Review Summary: Another one?
As one of Sensory Deprivation’s many shorter endeavors, it’d be fair to assume that Deprived Senses provides a pretty enjoyable some-noise rock / some-enjoyable nonsensical psychedelic and ambient jam that lasts under twenty minutes. And that’d be a very fair assumption to make, especially when it comes to the act’s third EP. The record is wonderfully accessible, and takes absolutely no effort and very little time to sit down for an hour and listen three or four times, have a good time, and never come back. SD’s guitar playing has always been fairly unoriginal but easily grooved to, the drumming has always been competent, and there’s never really been a strong bass or vocal presence. To be frank, this EP is basically representative of SD’s overall style and its ensuing tendencies.
The record’s opener, Inhypobolyptic, is a chaotic swirling mass of sharp guitar lines and lost vocal lines taken right from the peak of psychedelia.
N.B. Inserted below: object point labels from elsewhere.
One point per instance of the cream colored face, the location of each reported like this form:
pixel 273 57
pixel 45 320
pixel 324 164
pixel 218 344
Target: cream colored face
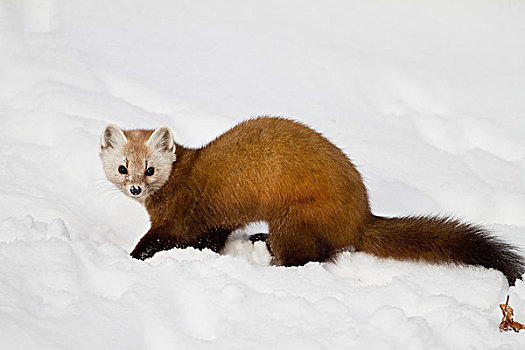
pixel 138 162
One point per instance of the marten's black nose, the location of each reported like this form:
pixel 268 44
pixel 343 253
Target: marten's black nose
pixel 135 190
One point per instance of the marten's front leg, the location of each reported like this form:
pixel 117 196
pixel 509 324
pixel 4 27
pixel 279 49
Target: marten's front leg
pixel 155 240
pixel 158 239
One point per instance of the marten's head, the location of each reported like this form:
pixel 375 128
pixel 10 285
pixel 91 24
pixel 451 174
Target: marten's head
pixel 138 162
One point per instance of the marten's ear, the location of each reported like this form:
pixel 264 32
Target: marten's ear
pixel 112 136
pixel 162 139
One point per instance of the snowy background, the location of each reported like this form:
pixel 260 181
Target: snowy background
pixel 426 97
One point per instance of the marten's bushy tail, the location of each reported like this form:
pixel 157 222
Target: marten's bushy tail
pixel 440 240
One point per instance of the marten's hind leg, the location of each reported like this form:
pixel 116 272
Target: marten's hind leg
pixel 294 241
pixel 214 239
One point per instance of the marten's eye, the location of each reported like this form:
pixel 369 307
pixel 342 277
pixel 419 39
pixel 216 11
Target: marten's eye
pixel 149 171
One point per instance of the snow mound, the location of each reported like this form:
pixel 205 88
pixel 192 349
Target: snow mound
pixel 425 97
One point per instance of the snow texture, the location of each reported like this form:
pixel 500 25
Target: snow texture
pixel 426 97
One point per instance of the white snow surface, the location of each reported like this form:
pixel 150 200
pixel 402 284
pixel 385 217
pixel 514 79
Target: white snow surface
pixel 426 97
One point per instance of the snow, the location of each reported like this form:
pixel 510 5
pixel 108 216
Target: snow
pixel 425 97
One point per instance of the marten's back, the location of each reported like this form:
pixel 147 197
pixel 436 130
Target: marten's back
pixel 266 165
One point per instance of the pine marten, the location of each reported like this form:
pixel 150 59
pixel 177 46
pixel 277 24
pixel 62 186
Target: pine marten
pixel 284 173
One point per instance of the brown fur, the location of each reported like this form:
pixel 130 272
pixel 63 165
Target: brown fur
pixel 310 194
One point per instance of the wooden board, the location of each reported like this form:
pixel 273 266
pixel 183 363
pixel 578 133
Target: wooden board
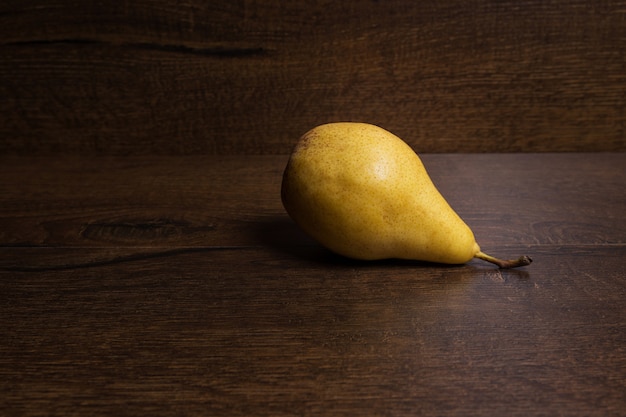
pixel 177 286
pixel 151 77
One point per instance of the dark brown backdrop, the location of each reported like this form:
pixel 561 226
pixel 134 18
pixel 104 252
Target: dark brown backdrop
pixel 234 77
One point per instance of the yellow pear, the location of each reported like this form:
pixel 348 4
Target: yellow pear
pixel 364 193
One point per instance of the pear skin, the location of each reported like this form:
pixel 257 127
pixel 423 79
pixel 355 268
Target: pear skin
pixel 363 193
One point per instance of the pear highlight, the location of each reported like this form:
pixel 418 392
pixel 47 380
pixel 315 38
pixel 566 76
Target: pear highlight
pixel 363 193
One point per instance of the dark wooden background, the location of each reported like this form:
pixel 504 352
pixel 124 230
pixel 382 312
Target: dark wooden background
pixel 151 77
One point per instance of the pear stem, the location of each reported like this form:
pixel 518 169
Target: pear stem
pixel 511 263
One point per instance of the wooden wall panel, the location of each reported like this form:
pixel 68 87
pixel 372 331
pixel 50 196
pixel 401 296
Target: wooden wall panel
pixel 233 77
The song works wonders in building tension; in Oceanic style guitars race around each other, racing to an eventual top of a climactic mountain. The opener does a decent enough job in teasing the heartrate, but unfortunately overstays its welcome by nearly 2 minutes of its 4:30 runtime. The record’s second song, Saturated, does very little to stray from the style of the first track. Instead the only sort of noticeable difference is that Saturated manages to put into gear a very natural-feeling groove.
It’s actually really funny that it turned out this way because it seems SD mastermind Brendan Nixon wrote one song, duplicated it, and gave one copy a post-metal structure and gave the other a funk structure. Nonetheless, the noise rock and psychedelic vibes remain incredibly prominent in these two first tracks. The record’s closer, Britt, breaks away from that overall sound and branches into a much more speedy and cool territory. Rhythmic riffs that remind all too much of GY!BE kick the song off, pushing it quickly and almost forcefully into a fearful and panicked state. Unfortunately the vocals in Britt become a nuisance, destroying an otherwise very solid track.
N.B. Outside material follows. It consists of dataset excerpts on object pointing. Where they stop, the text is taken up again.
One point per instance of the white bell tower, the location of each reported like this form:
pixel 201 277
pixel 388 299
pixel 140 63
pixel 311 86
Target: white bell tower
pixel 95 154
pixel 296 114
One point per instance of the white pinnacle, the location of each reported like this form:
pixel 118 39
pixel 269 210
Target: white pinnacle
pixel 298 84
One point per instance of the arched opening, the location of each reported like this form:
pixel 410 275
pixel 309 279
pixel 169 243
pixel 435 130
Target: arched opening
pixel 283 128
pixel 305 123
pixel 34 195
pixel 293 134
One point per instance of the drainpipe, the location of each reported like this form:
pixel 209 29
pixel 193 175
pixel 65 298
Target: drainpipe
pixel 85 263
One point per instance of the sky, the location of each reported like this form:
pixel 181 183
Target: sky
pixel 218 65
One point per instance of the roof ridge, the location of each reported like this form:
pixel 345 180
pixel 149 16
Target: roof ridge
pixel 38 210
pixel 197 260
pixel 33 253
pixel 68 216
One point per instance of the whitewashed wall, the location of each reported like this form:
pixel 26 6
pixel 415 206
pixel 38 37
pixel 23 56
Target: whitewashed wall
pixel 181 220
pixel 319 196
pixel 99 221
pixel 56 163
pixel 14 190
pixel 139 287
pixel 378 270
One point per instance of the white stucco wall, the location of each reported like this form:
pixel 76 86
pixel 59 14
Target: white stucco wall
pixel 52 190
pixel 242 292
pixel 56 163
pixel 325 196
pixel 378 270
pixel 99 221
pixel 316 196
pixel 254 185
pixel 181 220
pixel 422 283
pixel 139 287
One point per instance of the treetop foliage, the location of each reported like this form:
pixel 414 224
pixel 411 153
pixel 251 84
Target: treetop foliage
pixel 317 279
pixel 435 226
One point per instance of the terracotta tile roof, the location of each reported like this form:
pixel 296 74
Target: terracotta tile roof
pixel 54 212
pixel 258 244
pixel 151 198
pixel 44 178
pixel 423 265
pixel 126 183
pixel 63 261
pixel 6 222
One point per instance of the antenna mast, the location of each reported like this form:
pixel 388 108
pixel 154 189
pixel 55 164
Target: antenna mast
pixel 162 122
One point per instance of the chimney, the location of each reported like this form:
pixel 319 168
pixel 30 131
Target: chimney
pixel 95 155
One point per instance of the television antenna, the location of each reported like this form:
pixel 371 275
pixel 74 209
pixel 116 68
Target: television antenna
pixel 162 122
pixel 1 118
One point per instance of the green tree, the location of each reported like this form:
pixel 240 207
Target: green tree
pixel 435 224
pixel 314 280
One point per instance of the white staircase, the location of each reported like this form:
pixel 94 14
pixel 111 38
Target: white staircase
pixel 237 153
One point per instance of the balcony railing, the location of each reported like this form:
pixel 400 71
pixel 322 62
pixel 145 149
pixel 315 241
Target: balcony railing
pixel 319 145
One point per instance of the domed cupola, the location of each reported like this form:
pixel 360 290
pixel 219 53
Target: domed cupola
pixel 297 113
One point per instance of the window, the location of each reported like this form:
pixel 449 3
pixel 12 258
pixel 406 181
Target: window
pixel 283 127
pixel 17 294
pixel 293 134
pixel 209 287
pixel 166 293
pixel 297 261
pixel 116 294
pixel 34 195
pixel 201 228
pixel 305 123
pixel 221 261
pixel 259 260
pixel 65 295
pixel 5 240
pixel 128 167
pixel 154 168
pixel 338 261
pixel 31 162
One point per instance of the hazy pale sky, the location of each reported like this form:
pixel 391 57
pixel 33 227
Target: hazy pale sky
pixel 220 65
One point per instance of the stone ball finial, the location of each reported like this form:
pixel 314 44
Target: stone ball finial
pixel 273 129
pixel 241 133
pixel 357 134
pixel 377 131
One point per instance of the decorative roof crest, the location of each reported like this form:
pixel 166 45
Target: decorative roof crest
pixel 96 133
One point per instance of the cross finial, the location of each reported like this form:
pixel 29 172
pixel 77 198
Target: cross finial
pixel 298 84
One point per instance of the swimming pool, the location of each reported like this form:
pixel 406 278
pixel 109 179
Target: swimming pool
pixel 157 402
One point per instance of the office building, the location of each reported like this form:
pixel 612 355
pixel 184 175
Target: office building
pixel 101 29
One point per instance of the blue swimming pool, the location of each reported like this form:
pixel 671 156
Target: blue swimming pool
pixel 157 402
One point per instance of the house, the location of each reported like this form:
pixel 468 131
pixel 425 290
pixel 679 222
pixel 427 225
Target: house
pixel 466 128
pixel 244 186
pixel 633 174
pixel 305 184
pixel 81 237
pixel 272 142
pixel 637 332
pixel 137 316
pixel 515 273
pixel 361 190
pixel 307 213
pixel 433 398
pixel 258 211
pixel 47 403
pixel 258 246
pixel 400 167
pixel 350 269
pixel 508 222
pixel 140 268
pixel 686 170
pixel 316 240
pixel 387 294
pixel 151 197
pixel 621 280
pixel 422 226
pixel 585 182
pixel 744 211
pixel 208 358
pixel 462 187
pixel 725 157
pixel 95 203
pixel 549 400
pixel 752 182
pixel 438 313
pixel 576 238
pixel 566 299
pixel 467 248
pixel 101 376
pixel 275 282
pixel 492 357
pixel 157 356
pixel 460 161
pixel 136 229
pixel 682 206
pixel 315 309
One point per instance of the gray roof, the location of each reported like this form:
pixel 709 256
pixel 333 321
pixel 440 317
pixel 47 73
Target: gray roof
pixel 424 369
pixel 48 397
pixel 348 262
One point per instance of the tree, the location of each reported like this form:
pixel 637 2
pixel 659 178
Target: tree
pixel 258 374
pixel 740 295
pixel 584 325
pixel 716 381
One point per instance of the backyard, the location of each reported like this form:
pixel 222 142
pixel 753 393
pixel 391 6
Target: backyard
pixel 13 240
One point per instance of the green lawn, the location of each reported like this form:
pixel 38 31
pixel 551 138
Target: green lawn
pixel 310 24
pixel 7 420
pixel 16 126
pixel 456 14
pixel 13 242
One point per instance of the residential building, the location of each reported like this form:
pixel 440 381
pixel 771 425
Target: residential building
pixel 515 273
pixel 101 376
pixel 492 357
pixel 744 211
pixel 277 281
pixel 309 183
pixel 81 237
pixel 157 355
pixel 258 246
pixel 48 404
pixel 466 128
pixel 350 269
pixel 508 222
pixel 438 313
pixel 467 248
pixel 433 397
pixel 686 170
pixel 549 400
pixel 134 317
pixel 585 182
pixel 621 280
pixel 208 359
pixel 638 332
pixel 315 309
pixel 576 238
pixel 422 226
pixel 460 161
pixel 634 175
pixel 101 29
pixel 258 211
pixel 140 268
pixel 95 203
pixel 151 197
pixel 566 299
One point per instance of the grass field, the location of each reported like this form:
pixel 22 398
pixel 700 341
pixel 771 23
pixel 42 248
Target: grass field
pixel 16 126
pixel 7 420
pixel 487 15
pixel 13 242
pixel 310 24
SD’s third EP is about as simple as this writing makes it seem. In some spots the music works really well, albeit unoriginal, and in other spots it may seem tremendously amateur. But Brendan Nixon manages to find a great niche in his cool combination of noise rock, 60’s LSD-laden swirliness, and his very own brand of atmospheric surroundings. These three tracks are great for an occasional jam but fail to demand any sort of revisiting; instead this EP is just an important steppingstone for the seemingly endless stream of Sensory Deprivation records.